Storage Engine: Segments and Extents

ZeroFS stores file contents in immutable segment objects written directly to the object store. An LSM tree on the same object store holds only metadata: inodes, directory entries, and one 32-byte pointer per extent. This page documents the on-object format, the write and read paths, and space reclamation.

Overview

File data is split into 32 KiB extents. Each extent is compressed, then encrypted into a self-describing frame. Frames are packed into segments: immutable objects written once to the object store and removed only by garbage collection. The two stores divide the work:

StoreHolds
Segment objects (segments/…)File data: compressed, encrypted frames plus a directory and footer
Metadata LSM tree (on the same object store)Inodes, directory entries, tombstones, stats; one 32-byte FrameLoc per extent; per-segment live-byte counters

Segment object keys are segments/{shard}/{epoch}/{counter}:

  • epoch — the writer epoch, a fencing counter bumped on every writer open. Two writer terms can never collide on an object key.
  • counter — a per-process sequence number, starting at 0 each open.
  • shard — the low byte of the counter, as two hex digits. Consecutive segments round-robin across 256 prefixes, avoiding object-store hot-prefix throttling on a monotonic key tail. Reads resolve exact keys from the FrameLoc, so sharding costs the read path nothing.
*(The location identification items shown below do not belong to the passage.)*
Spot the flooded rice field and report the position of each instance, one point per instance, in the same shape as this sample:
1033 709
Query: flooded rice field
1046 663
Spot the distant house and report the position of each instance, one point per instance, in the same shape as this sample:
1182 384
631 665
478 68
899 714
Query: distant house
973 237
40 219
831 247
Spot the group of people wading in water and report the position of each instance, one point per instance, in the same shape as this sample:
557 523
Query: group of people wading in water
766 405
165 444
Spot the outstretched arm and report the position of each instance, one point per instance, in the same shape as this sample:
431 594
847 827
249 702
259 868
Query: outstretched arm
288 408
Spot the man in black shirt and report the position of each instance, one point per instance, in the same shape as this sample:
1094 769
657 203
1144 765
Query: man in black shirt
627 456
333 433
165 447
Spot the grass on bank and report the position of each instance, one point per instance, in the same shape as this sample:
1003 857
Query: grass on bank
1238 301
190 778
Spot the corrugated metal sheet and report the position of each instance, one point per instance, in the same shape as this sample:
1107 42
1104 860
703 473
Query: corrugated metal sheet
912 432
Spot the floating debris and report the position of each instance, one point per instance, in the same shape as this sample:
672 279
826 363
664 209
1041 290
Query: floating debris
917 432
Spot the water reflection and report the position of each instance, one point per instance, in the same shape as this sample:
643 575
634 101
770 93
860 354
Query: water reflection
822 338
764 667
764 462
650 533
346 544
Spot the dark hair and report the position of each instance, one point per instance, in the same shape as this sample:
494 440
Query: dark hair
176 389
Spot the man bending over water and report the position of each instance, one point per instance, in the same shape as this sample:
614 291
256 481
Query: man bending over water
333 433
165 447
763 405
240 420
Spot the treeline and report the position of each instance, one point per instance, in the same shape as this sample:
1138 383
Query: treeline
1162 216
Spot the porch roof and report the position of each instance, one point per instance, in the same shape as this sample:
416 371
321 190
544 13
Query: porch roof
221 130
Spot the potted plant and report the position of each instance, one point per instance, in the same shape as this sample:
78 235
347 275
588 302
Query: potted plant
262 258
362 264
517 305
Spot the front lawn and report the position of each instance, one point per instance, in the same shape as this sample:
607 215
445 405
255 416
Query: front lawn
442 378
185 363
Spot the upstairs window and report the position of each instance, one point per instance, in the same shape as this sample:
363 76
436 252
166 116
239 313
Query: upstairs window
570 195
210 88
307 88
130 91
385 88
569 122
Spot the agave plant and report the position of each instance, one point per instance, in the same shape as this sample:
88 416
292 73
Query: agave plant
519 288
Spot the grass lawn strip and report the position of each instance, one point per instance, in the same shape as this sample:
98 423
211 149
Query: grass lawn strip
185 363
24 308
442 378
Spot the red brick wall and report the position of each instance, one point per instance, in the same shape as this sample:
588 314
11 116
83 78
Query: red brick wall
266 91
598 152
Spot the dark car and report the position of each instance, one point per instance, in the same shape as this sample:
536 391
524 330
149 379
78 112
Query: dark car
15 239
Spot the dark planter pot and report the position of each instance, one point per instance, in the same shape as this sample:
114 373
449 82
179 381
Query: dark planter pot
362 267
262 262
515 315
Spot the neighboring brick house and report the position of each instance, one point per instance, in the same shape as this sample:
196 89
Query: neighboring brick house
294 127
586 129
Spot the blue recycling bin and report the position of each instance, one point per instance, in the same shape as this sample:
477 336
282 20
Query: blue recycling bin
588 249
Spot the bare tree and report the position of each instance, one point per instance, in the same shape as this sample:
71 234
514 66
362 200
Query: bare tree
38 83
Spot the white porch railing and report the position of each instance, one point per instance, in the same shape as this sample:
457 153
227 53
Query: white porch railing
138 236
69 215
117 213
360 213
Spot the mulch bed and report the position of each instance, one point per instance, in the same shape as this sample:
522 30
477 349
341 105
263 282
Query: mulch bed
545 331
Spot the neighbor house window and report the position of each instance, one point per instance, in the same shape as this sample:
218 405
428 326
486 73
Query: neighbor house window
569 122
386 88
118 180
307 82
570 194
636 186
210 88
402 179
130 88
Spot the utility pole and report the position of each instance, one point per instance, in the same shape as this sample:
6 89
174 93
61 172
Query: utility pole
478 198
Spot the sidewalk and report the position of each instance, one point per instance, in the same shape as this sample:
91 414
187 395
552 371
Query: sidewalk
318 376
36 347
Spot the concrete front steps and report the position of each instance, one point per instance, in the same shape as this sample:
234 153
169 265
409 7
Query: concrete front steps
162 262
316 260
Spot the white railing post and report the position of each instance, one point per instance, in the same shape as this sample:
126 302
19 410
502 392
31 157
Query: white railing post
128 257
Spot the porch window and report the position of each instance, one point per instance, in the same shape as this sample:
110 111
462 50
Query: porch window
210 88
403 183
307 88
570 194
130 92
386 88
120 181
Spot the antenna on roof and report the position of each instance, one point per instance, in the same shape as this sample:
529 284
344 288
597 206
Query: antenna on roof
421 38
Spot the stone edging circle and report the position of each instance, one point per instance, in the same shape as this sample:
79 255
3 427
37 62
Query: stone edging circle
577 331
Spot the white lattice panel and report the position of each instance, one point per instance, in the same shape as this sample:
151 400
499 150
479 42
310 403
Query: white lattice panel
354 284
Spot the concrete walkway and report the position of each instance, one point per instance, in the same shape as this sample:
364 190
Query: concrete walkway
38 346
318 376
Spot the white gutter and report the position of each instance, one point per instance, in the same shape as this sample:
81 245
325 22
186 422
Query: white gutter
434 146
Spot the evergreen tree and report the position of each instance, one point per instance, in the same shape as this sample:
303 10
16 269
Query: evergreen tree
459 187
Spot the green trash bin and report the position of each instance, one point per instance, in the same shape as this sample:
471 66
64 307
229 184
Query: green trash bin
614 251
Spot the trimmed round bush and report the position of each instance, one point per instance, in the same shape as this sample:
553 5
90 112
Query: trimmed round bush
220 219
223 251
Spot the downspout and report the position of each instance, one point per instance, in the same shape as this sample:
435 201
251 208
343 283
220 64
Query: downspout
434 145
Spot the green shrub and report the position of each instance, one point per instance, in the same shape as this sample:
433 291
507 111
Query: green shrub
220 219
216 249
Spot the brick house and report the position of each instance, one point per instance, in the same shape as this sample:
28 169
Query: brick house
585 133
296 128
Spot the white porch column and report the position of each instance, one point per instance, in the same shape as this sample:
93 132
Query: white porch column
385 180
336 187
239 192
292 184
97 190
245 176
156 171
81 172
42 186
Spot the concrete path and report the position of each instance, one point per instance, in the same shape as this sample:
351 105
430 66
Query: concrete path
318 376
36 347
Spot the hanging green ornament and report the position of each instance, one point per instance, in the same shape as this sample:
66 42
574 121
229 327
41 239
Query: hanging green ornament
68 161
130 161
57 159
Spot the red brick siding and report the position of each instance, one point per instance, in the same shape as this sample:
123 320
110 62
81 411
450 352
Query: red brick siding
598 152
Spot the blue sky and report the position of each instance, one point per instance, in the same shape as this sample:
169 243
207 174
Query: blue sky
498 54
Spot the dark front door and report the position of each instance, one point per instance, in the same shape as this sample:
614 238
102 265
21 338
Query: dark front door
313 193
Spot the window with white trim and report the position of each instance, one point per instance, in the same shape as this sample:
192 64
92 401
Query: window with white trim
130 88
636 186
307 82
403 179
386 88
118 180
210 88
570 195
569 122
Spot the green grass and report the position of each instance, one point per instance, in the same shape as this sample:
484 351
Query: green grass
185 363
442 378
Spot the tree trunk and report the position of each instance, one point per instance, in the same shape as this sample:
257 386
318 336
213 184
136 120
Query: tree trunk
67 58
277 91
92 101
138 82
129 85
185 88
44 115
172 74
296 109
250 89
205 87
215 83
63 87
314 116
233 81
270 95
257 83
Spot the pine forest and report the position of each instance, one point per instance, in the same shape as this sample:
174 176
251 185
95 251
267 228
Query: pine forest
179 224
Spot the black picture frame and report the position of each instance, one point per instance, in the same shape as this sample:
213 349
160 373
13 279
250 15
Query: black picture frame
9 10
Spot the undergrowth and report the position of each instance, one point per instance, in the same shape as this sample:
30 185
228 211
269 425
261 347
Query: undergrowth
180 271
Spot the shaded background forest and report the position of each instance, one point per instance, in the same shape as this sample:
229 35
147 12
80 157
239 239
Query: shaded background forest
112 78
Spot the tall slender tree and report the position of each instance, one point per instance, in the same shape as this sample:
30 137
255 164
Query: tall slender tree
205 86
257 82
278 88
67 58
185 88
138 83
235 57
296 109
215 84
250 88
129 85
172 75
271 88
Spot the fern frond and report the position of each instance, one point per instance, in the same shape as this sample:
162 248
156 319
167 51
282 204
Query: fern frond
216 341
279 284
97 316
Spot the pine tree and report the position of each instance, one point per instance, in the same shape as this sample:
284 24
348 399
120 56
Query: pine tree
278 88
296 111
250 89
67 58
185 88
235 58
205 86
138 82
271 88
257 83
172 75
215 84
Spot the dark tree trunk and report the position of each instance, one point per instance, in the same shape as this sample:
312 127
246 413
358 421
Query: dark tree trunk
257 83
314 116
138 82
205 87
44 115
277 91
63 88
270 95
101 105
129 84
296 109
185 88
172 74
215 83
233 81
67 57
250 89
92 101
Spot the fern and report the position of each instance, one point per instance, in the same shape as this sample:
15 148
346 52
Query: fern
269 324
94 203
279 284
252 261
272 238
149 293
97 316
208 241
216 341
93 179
A write touches only RAM and the metadata transaction. Object-store requests happen at segment seal and metadata flush, not per write.

On-Object Format

A segment has three parts, written in order:

[frame_0][frame_1]...[frame_k-1]   packed, no padding
[directory]                        AEAD-sealed reverse map (GC and recovery only)
[footer]                           64 bytes, plaintext, written last

Each frame on the wire is [len: u32 LE][sealed_frame]. The sealed frame is [nonce: 24 bytes][ciphertext + tag: 16 bytes]: the extent is compressed (per the compression setting), then encrypted with XChaCha20-Poly1305. The key is derived from the master key via HKDF-SHA256 with the label zerofs-v1-segment, domain-separated from the metadata SST-block key. The AEAD associated data binds each frame to its segment ID, frame index, inode, and extent index — a frame cannot be moved to another segment, slot, or logical block without failing authentication.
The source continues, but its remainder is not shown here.